È nella scuola che il bambino prende confidenza con la diversità del nuovo mondo in cui vive, ma è nella scuola che si registrano anche dinamiche perverse di gruppo che possono sfociare in episodi di razzismo o di violenza. L’essere o il sentirsi osservati, il dover emergere ed affrancarsi rispetto agli stereotipi e agli atteggiamenti di esclusione del diverso, rappresentano una sfida quotidiana, una palestra di integrazione, mediata dalla struttura e dall’istituzione scolastica, con le sue regole e strutture educative. Nei racconti dei ragazzi ed anche in quello di Paula sono ricorrenti i rimandi ai momenti di passaggio, in cui non è scontato riuscire a ricostruirsi una propria immagine, un proprio ruolo nella nuova classe in cui si viene inseriti. Paula racconta ad esempio che avere un cognome straniero a scuola può costituire un problema che si ripropone tutte le volte che si fa l’appello. “Quando ho cambiato scuola alle medie il primo giorno ero rimasta lì, senza sapere dove andare. Poi mi hanno accompagnato classe per classe a vedere se c’era il mio nome… e io mi vergognavo. Abbiamo trovato la mia classe e già tutti erano seduti… e io sono entrata facendo la scena che si vede (nei film) della ragazza nuova che arriva e tutti la guardano”. La storia di Paula è una storia piuttosto felice, la disinvoltura con cui racconta la sua vita nella città dà l’idea di un percorso positivo di integrazione che anche a scuola le ha permesso di vivere con serenità la sua identità e le sue origini. Non è così per tutti i ragazzi di origine straniera nati o cresciuti nelle scuole torinesi. La scuola può diventare il luogo in cui si accentuano le differenze, lo specchio di una società razzista e ingiusta, l’espressione del disagio che accompagna la crescita di molti ragazzi, specialmente in alcuni quartieri. È di poche settimane fa la notizia del suicidio di un ragazzino torinese di origine filippina: era il più bravo della classe, lodato e apprezzato dagli insegnanti, ma non è riuscito a sopportare le pressioni dei compagni di classe che lo avevano preso di mira a motivo della sua vera o presunta omosessualità, a motivo forse delle sue origini diverse.
Mario è arrivato a Torino che aveva già finito la scuola superiore e racconta che il primo anno è stato molto difficile per lui.
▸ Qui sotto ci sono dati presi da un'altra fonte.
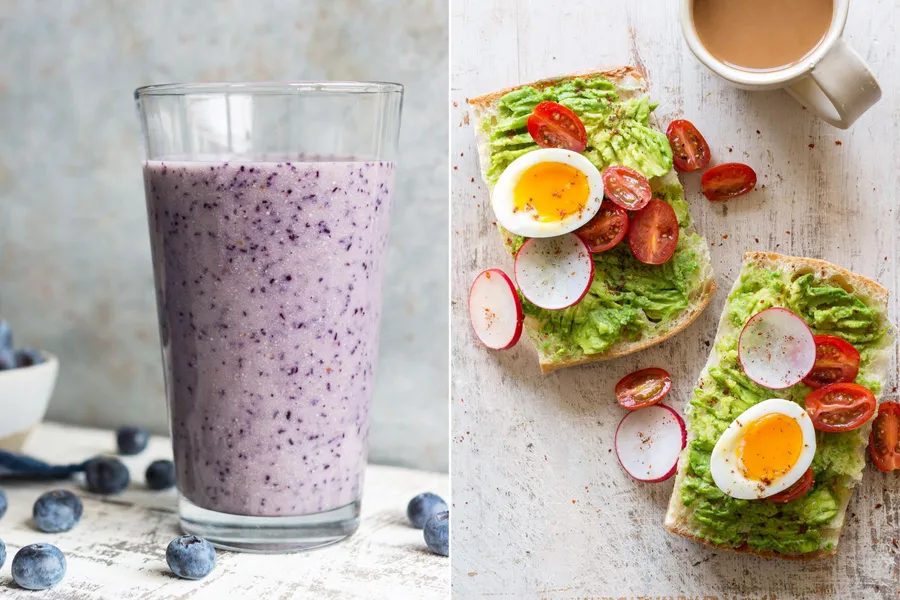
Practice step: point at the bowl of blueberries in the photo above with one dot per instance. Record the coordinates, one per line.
(27, 378)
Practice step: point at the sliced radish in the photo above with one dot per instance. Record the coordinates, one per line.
(495, 310)
(554, 273)
(777, 348)
(648, 442)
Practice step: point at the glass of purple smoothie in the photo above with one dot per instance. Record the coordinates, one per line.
(268, 206)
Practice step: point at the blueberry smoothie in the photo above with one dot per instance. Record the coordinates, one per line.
(268, 279)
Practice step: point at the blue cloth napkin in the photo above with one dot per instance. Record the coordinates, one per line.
(19, 466)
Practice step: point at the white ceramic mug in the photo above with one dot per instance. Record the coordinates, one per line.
(833, 81)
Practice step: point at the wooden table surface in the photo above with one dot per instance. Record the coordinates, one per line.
(542, 509)
(117, 551)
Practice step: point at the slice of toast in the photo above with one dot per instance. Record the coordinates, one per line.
(679, 517)
(629, 82)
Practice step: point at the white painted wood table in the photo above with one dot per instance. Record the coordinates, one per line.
(118, 548)
(542, 509)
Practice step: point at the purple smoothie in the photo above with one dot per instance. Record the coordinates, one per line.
(268, 279)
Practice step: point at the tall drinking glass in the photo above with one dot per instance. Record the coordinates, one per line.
(268, 206)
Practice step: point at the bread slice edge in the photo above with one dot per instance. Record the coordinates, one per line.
(701, 292)
(677, 514)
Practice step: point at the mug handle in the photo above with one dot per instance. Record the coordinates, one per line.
(840, 88)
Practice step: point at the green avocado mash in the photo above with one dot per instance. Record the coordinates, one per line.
(628, 299)
(724, 392)
(618, 130)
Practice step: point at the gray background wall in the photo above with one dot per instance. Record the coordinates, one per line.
(75, 271)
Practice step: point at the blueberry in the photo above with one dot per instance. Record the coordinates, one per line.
(5, 335)
(191, 557)
(7, 359)
(132, 440)
(38, 566)
(437, 533)
(27, 357)
(106, 475)
(59, 510)
(422, 507)
(160, 475)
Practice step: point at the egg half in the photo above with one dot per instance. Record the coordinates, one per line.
(764, 451)
(547, 192)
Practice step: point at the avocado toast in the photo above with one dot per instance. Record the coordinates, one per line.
(630, 305)
(834, 302)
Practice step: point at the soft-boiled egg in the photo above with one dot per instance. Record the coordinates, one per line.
(547, 192)
(764, 451)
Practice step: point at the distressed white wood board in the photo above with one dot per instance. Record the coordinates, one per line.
(118, 549)
(541, 507)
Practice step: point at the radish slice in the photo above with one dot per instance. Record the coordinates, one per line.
(648, 442)
(495, 310)
(554, 273)
(777, 348)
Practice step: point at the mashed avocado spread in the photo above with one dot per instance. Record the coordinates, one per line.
(724, 392)
(628, 299)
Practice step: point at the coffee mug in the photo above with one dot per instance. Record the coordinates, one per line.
(833, 80)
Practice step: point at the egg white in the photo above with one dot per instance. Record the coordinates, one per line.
(523, 222)
(726, 471)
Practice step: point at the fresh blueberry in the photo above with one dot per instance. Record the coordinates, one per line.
(160, 475)
(420, 508)
(59, 510)
(27, 357)
(38, 566)
(5, 335)
(132, 440)
(7, 359)
(106, 475)
(191, 557)
(437, 533)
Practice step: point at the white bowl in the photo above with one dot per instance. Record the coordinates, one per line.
(24, 395)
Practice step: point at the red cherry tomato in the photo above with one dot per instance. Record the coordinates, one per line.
(798, 490)
(836, 361)
(626, 187)
(840, 407)
(727, 181)
(643, 388)
(653, 233)
(884, 441)
(606, 229)
(690, 152)
(553, 125)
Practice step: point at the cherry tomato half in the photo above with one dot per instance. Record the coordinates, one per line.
(727, 181)
(653, 233)
(690, 152)
(840, 407)
(626, 187)
(553, 125)
(798, 490)
(643, 388)
(884, 441)
(606, 229)
(836, 361)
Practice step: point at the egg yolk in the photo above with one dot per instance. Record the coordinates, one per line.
(770, 447)
(552, 191)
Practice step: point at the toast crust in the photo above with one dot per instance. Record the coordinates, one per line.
(704, 298)
(701, 295)
(677, 514)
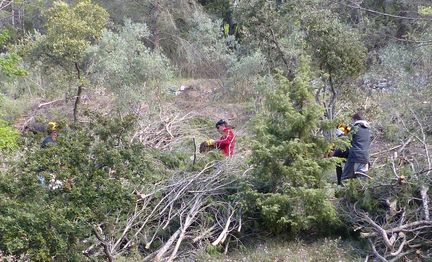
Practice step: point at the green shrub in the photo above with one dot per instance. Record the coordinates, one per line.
(288, 189)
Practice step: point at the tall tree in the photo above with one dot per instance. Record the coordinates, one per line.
(289, 184)
(70, 30)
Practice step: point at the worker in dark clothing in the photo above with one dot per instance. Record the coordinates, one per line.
(341, 131)
(358, 154)
(52, 135)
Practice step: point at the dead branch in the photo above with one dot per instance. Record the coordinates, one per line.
(49, 103)
(181, 205)
(376, 252)
(425, 201)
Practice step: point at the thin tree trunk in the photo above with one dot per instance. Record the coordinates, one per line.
(156, 33)
(78, 96)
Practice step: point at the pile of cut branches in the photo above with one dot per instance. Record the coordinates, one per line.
(172, 218)
(392, 211)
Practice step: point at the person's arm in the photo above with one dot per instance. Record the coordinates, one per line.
(226, 139)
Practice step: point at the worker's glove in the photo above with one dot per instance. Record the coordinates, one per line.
(211, 142)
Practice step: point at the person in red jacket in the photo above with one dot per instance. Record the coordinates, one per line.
(226, 143)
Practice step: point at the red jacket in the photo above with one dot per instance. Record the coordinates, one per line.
(227, 142)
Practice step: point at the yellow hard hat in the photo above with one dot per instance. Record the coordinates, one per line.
(344, 128)
(52, 126)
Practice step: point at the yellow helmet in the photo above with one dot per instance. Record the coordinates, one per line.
(344, 128)
(52, 126)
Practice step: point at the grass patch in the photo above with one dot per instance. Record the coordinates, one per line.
(292, 251)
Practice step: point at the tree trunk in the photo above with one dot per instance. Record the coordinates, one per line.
(78, 96)
(155, 18)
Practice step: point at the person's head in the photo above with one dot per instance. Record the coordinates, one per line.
(221, 125)
(54, 135)
(357, 116)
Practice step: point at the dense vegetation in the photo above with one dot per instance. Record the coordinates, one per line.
(134, 87)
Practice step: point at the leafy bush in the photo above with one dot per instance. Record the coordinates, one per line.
(8, 136)
(54, 197)
(123, 64)
(205, 51)
(244, 76)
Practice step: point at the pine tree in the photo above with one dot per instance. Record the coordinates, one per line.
(289, 183)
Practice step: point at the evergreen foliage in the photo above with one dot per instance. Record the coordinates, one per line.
(89, 177)
(289, 183)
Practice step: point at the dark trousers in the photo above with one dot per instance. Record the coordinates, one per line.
(341, 154)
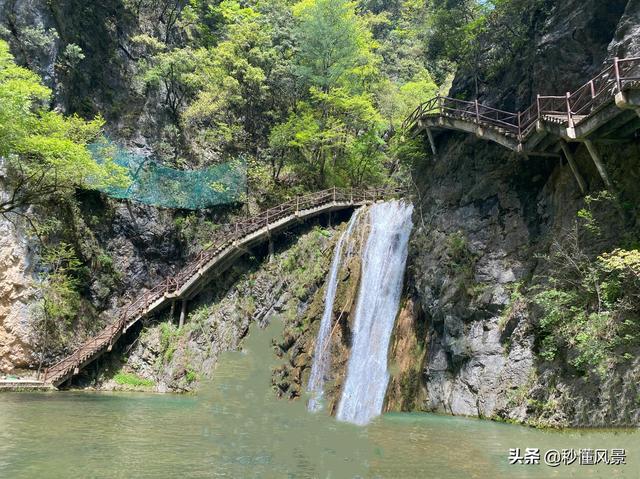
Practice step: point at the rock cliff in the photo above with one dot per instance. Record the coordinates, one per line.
(484, 218)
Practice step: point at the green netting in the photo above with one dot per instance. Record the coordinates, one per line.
(155, 184)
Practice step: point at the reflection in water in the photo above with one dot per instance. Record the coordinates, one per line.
(235, 428)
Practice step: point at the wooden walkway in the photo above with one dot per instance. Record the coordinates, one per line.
(606, 108)
(232, 243)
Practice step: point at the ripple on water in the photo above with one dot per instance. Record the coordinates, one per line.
(234, 428)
La pesantezza
dello stare in casa e l’assenza di altri luoghi, di altri contesti in cui orientarsi, di altre porte di ingresso alla città. La ricerca di un lavoro, il girovagare per la città, in cerca di uno spazio in cui collocarsi quando spesso è la scuola a creare l’opportunità di una compagnia, di un gruppo di amici. “Ero andato via da un posto dove non sapevo cosa fare e mi sono ritrovato in un altro posto uguale”. La decisione di iscriversi ad un corso di italiano per stranieri, un corso serale, tre sere alla settimana presso una scuola del quartiere ha costituito per Mario una svolta. “Ha insistito mia madre, ha detto che se non avessi fatto il corso non mi avrebbe più tenuto in casa a fare nulla”. Tornare a scuola è stato per Mario una opportunità per ripensare a quello che voleva fare, ma anche un luogo in cui incontrare altri giovani stranieri, parlare e condividere i problemi, uscire da una situazione di sospensione.
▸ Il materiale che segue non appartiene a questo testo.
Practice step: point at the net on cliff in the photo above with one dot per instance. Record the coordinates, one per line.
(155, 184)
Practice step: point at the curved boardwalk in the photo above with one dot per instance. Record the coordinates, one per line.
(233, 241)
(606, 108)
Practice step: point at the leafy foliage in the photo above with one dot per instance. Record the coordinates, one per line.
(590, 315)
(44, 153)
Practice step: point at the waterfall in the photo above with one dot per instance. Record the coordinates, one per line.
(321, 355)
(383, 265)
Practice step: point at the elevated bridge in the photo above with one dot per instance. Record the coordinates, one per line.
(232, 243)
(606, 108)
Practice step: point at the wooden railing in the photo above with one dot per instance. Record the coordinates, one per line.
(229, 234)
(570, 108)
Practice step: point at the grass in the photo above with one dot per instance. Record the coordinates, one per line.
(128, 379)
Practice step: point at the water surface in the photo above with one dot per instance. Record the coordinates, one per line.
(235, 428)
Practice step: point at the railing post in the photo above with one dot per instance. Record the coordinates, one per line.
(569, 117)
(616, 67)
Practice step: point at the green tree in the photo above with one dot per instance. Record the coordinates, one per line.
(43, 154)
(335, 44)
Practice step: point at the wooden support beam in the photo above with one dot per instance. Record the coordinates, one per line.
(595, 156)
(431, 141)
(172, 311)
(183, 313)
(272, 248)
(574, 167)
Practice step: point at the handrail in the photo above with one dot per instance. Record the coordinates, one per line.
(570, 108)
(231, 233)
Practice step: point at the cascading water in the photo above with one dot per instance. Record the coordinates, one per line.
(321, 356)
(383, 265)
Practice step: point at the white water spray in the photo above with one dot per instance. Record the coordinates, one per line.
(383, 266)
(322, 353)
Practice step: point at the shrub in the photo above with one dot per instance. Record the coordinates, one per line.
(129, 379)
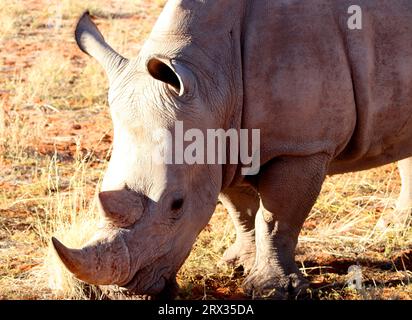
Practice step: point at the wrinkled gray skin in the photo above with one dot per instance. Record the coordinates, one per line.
(326, 99)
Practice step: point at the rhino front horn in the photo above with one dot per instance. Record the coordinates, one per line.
(100, 263)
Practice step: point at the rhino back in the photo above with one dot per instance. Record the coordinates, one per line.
(312, 85)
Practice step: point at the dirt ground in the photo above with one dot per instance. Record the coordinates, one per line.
(55, 141)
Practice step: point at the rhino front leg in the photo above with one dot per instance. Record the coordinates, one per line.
(288, 188)
(242, 204)
(404, 202)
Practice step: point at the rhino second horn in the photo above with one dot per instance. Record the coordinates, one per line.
(99, 263)
(121, 207)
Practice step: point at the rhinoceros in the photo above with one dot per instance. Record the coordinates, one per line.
(327, 99)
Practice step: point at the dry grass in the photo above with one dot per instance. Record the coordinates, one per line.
(54, 142)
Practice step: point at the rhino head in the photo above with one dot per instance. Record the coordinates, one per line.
(153, 210)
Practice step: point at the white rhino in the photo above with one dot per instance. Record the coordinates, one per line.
(327, 100)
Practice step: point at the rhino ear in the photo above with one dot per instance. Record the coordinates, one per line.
(91, 41)
(177, 76)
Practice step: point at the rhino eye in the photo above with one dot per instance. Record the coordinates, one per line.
(177, 204)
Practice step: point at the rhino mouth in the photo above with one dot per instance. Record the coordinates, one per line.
(149, 282)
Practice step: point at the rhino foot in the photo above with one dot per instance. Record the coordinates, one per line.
(269, 284)
(240, 254)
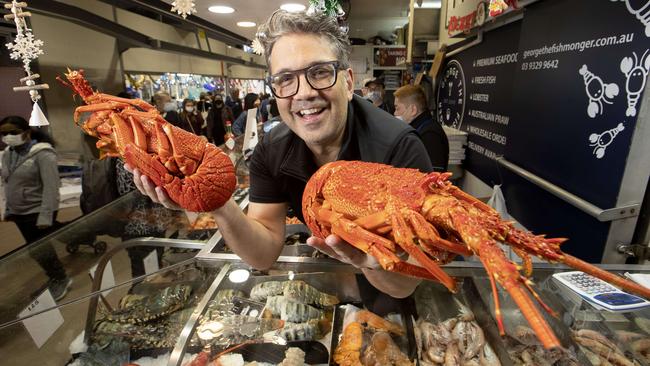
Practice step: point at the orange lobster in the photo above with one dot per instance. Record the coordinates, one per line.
(196, 174)
(378, 208)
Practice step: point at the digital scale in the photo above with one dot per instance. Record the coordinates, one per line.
(599, 293)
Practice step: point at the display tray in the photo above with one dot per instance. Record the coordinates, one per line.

“Adesso ho qualche amico con cui uscire. C’è anche un ragazzo peruviano che ha due anni più di me e lavora. Con lui mi vedo spesso, adesso sta cercando di comprare un furgone e fare una piccola impresa di trasporti e mi ha detto che se voglio lo posso aiutare”. Mario non ha ancora deciso cosa farà, se lavorare e studiare, se cogliere questa occasione o aspettare, ma comincia a intravedere anche per sè una collocazione dentro la realtà torinese.